OF GRANOPHYRE AND GRAINS: MICROSTRUCTURE VARIATION IN THE WICHITA GRANITE GROUP, OKLAHOMA


PRICE, Jonathan D., Kimbell School of Geosciences, Midwestern State University, Wichita Falls, TX 76308

The Wichita Granite Group (WGG) is composed of more than a dozen sheet-like plutons and associated intrusions emplaced in the shallow crust of the Southern Oklahoma Aulacogen during the early Cambrian. These alkali feldspar granites are silica-rich, ferroan, and alkali-calcic. The granite intrusions exhibit a fast emplacement tempo; recent dating places three distinct plutonic bodies within 500 thousand years of each other.

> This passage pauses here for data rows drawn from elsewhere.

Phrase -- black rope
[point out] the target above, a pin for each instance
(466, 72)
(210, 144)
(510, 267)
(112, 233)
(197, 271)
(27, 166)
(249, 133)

Despite gross compositional similarity and rapid emplacement rates, the granites exhibit a range of microstructures. The rocks are dominated by granophyric textures. These are largely porphyritic with minor volumes of sparsely phyric rocks. Other porphphyritic textures include spherulitic and allotriomorphic seriate matrices. Phenocrysts, dominantly perthitic feldspar and quartz, may exhibit significant resorption. Coarser grained rocks are seriate granular to poikilitic. These have equant glomerocrystic quartz with log-normal grain size distributions.

Models utilizing bulk-rock and mineral constraints indicate depth of emplacement to be a first-order control of WGG microstructure. Phenocrysts are consistent with ascent arrest at 7 km depth; decompression resorption increases with magmatic water content. The predominant granophyre texture reflects a hypabyssal setting (1 to 2 km depth), with spherulitic structure arising at near-surface or extrusive conditions. Granular textures result from intrusion further from the surface (up to 4 km). These slightly deeper conditions promote earlier and elevated vapor saturation. The enhanced vapor release, coupled with the reduced undercooling due to increased thermal insulation, permits grain coarsening that approaches textural equilibrium. The depth-dependence of microstructure suggests that texture analysis combined with precision dating may reveal the evolution of rift dynamics (e.g. unroofing vs. burial events).